Polo culturale, coro di no contro il rischio chiusura

Carenza di personale e immobile a pezzi, il Pd si schiera contro la Regione Appello alla Lega per sventare la soppressione. Forte: «Febbo non dà risposte»
VASTO. Un secco no alla chiusura dell’Agenzia di promozione culturale di via Michetti e un appello ai rappresentanti sul territorio della Regione Abruzzo affinché intervengano per scongiurarne la soppressione. È in atto uno scontro politico sull’Agenzia di promozione culturale che deve fare i conti con carenza di personale e un immobile che cade a pezzi.
Il Partito democratico scende in campo per chiedere la tutela del servizio che dal 2 gennaio scorso, in seguito al pensionamento di due dipendenti, ha ridotto gli orari di apertura. Secondo il Pd, contrariamente a quanto sostenuto in questi giorni dall’assessore regionale Mauro Febbo, «la Regione si appresta a chiudere l’Agenzia per la promozione culturale di Vasto dopo oltre 40 anni di attività a favore del territorio. Contestiamo tale decisione e chiediamo al presidente della Regione Marco Marsilio ed alla sua giunta di ripensare la decisione, valutando le conseguenze di tale scelta che priverebbe Vasto ed il territorio del Vastese di un’agenzia che promuove attività e servizi culturali in un comprensorio di oltre 100mila residenti. Grazie alla nostra Agenzia culturale», prosegue il Pd, «in questi anni si sono promossi eventi che hanno coinvolto tutti i Comuni del vastese, istituzioni, scuole, università ed associazioni, con progetti finanziati direttamente o in cofinanziamento, dall’Agenzia. Grazie all’Agenzia di Via Michetti, la struttura è stata aperta per convegni o manifestazioni culturali promossi da partiti, associazioni, sindacati, scuole, università, che hanno avuto la collaborazione qualificata ed attenta del personale del nostro centro culturale. Grazie alla biblioteca dell’Agenzia, generazioni di studenti hanno avuto libri, riviste, giornali e rete internet, per formarsi».

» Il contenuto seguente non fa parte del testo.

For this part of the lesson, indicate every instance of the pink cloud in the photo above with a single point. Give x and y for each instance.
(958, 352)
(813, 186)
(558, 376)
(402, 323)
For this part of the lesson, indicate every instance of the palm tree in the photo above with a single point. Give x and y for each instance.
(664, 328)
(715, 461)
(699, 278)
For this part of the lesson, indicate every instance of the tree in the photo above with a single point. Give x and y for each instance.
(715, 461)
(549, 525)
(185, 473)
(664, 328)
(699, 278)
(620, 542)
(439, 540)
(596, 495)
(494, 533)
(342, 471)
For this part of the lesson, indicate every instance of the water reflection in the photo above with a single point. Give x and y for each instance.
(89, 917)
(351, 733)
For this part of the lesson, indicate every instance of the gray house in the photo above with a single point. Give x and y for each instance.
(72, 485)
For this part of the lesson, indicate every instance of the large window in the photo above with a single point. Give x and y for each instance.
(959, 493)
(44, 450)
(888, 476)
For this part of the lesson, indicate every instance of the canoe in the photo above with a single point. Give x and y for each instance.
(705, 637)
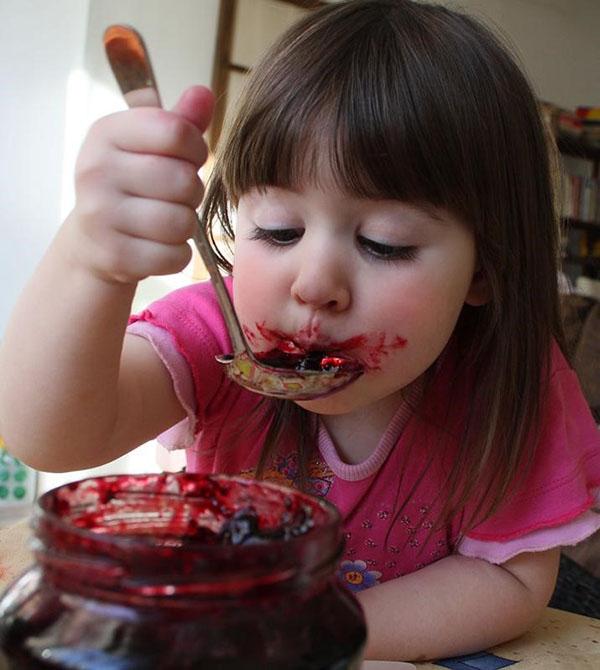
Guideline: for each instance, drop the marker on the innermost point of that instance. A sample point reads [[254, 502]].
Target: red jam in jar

Nell’esprimere il proprio dissenso per la ventilata chiusura, il Pd si appella ai tre consiglieri regionali (Sabrina Bocchino, Manuele Marcovecchio e Pietro Smargiassi), affinché tutelino Vasto ed il vastese, mentre chiede al sindaco di Vasto Francesco Menna e all’assessore alla cultura, Giuseppe Forte, «di porre in essere ogni azione per evitare che si porti a compimento uno sfregio insopportabile per Vasto ed il territorio del Vastese».
Nel frattempo proprio Forte replica a Febbo: «L’averlo chiamato in causa per le forti criticità statiche che presenta la struttura che ospita l’Agenzia e per la riduzione drastica dei servizi offerti all’utenza, a causa del pensionamento del personale, lo ha mandato su tutte le furie», sostiene il vicesindaco, «la risposta dell’assessore regionale ad una semplice sollecitazione ad attivarsi è stata priva di risposte ai quesiti posti».